Haftalık Borsa Yorumları – (29 Haziran – 3 Temmuz 2020)

Borsada çıkış hisse bazlı hareketlerle devam ederken görülen kısa süreli kâr satışları karşılanıyor. Döviz kurlarındaki tepki yükselişi henüz güç kazanmış değil.

Borsa İstanbul’da iyimserlik devam etmekle birlikte biraz zayıflama göstermeye başladı. Yabancı katılımın zayıf olması ve yerli yatırımcının katkısıyla devam eden bir iyimserlik söz konusu. Düşük faiz ve alternatif arayışına bağlı olarak yeni yerli yatırımcı sayısı artmaya devam ediyor. Buna karşılık yabancı yatırımcının Borsa İstanbul’daki payı son uzun yıllardır ilk defa yüzde 51.6 seviyelerine kadar gerilemiş durumda. Bu rakam; 2008 küresel krizi, Türkiye’de yaşanan 2018 yılındaki faiz ve kur şokuna rağmen yüzde 60 seviyelerinin altına gelmemişti. Yabancı yatırımcıların katılımı söz konusu olursa daha uzun soluklu bir çıkış hareketi ve iyimserlikten söz etmek mümkün olabilecek. Bu bağlamda MSCI’den (Morgan Stanley Capital International) gelen “Türkiye’nin gelişen piyasa statüsünün gözden geçirilebileceği” konusundaki uyarının yabancı yatırımcılar açısından dikkate alınması gereken bir gelişme. Parasal genişleme ve teşvikler devam ediyor. IMF Başkanı “son 7 haftada 72 ülkeye acil finansman sağladık. Fon hali hazırda 1 trilyon dolarlık kredi verme kapasitesinin yüzde 75’i civarında” dedi. Yani biraz daha imkânları mevcut. Alınan teşvik ve parasal genişleme tedbirleriyle ekonomilerdeki toparlanma eğilimleri finans piyasalarını taşımaya devam ediyor. Diğer yandan son dokuz toplantısında faiz indirimine giden Merkez Bankası (TCMB) geçen haftaki toplantısında beklenenin aksine faizi yüzde 8.25 olarak bıraktı. Beklenti 25 baz puan indirim yönündeydi. Yapılan açıklamada bu kararda enflasyon ile ilgili tereddütlerin öne çıktığı anlaşılıyor. Bilindiği üzere TCMB faiz indirimlerini enflasyon düşmeden ve önden yüklemeli yapıyordu.

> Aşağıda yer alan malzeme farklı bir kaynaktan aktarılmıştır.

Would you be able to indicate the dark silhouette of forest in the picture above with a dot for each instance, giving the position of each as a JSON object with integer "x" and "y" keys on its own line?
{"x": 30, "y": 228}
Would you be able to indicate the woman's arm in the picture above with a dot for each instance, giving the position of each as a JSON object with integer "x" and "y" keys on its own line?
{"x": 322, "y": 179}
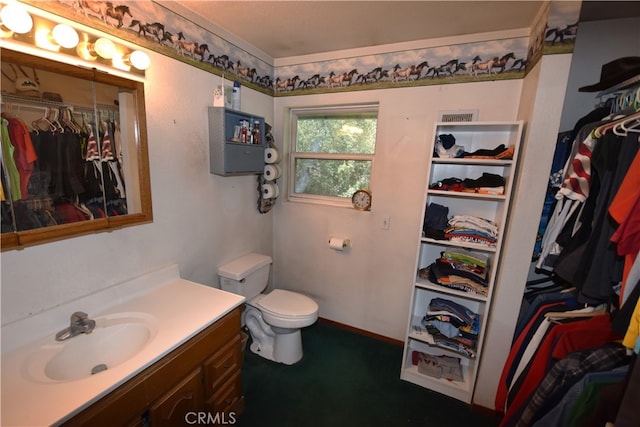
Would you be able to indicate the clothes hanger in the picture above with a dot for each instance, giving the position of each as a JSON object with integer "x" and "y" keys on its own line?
{"x": 600, "y": 310}
{"x": 602, "y": 129}
{"x": 44, "y": 119}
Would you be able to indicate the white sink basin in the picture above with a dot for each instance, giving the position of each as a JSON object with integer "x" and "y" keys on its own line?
{"x": 115, "y": 339}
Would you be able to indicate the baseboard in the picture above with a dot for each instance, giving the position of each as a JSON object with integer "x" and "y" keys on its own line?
{"x": 486, "y": 411}
{"x": 369, "y": 334}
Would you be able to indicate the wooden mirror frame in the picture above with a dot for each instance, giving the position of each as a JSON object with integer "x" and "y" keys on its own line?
{"x": 20, "y": 239}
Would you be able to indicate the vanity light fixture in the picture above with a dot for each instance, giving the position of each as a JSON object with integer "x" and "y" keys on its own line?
{"x": 15, "y": 18}
{"x": 138, "y": 59}
{"x": 25, "y": 27}
{"x": 103, "y": 48}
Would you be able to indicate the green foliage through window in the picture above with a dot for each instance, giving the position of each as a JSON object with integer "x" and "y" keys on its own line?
{"x": 333, "y": 150}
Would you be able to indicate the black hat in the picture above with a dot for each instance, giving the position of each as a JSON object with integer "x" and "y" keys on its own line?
{"x": 615, "y": 72}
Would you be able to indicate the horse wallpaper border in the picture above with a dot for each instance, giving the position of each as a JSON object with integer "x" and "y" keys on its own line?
{"x": 151, "y": 25}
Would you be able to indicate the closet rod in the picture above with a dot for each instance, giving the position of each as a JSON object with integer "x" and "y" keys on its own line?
{"x": 27, "y": 101}
{"x": 622, "y": 85}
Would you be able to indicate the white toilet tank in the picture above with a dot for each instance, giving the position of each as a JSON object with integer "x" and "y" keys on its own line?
{"x": 247, "y": 276}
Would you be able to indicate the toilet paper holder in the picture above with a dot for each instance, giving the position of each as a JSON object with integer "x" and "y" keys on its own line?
{"x": 339, "y": 243}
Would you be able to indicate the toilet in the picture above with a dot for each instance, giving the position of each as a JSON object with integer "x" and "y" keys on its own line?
{"x": 274, "y": 320}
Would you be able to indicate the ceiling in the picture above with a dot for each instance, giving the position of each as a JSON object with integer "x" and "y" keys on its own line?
{"x": 292, "y": 28}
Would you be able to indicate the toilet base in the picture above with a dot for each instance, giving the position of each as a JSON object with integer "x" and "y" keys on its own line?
{"x": 277, "y": 344}
{"x": 283, "y": 348}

Enflasyonun (TÜFE) yüzde 11.39, TCMB faizinin yüzde 8.25 olduğunu dikkate alırsak Türkiye en fazla eksi faiz veren ülkelerden biri olarak görülüyor. TL’nin değer kaybı, dövize devam eden talep, sıcak para çıkışları, rezervlerdeki aşınma ve artan cari açık gibi konuları dikkate aldığımızda TCMB’nin bu kararında sadece enflasyon kaygısı olmayabilir. Bununla birlikte salgın nedeniyle yavaşlayan ekonomiyi ve dış dünyadaki düşük faiz politikalarını dikkate aldığımızda faiz oranlarının düşük kalması olasılığı ve ihtiyacı sürüyor. Artan vaka sayıları, toparlanmanın yavaş olabileceği uyarılarıyla birlikte olumlu gelişmelerin önemli ölçüde fiyatlara dahil olduğunu dikkate alırsak olumlu havanın zayıflaması olasıdır.

Endekste yükseliş trendi korunsa da ivme kaybı görülmeye başlandı. İlk destekler 113.400 ve 112.600 seviyelerinde. Bu seviyelerin üzerinde çıkış hareketi gücünü koruyabilir. Aksi takdirde sonraki destek noktaları 111.000-110.000 seviyelerinde bulunuyor. İlk direnç ise 116.300 seviyesinde bulunuyor. Çıkışın devamı için bu seviyenin üzerinde kalınması gerekecek. Sonraki direnç seviyeleri 118.000-120.000 olarak görülüyor. Endekste direnç seviyelerinde satışlar görülebilir.